Fetzen aus dem Radio geistern weiter in meinem Ohr herum: „Es kann nicht sein, dass wir allein dafür verantwortlich sein sollen und es keine europäische Lösung gibt …“, während die Grenzen weiterhin größtenteils zu sind und jetzt gerade 18 Paar Turnschuhe auf der Stelle treten. Wie lange noch?
„Say it loud, say it clear, refugees are welcome here … Um Europa keine Mauer, Bleiberecht für alle und auf Dauer“, reimt es sich.
Ein Straßenputzgefährt rollt an uns vorbei, macht kurz Halt, zieht seine Bürsten demonstrativ ein und fährt erst dann über den mittlerweile vollständigen Schriftzug: „Evacuate Moria“. Eine schöne Geste vom Straßenputzgefährt, kurzes Jubeln von uns allen.
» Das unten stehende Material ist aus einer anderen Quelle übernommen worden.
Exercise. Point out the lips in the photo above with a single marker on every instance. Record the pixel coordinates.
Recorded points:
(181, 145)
Eine kleine Party mit Abstand oder eine mit Abstand kleine Party.
„Dit is ne Kundgebung hia!“, berlinert ein sich herangepirschter Polizist und scheucht einen Skater weg, der auf seinem Board in großen Kreisen um unsere kleinen Kreise herumrollt.
Die ältere Frau, mit der der ältere Herr anzubandeln versucht, fragt mich über die Schulter hinweg nach der Uhrzeit.
Keine Zeit mehr.
„Wir sind laut, wir sind mehr, holt die Menschen her.“
*moria
Marina Frenk wurde in Moldawien geboren und lebt seit 1993 in Deutschland. Sie ist Musikerin, Schauspielerin und Schriftstellerin, und hätte gerne am 18. Mai ihren Debütroman: ewig her und gar nicht wahr, erschienen im Wagenbach Verlag, im Weingut Dilger vorgestellt.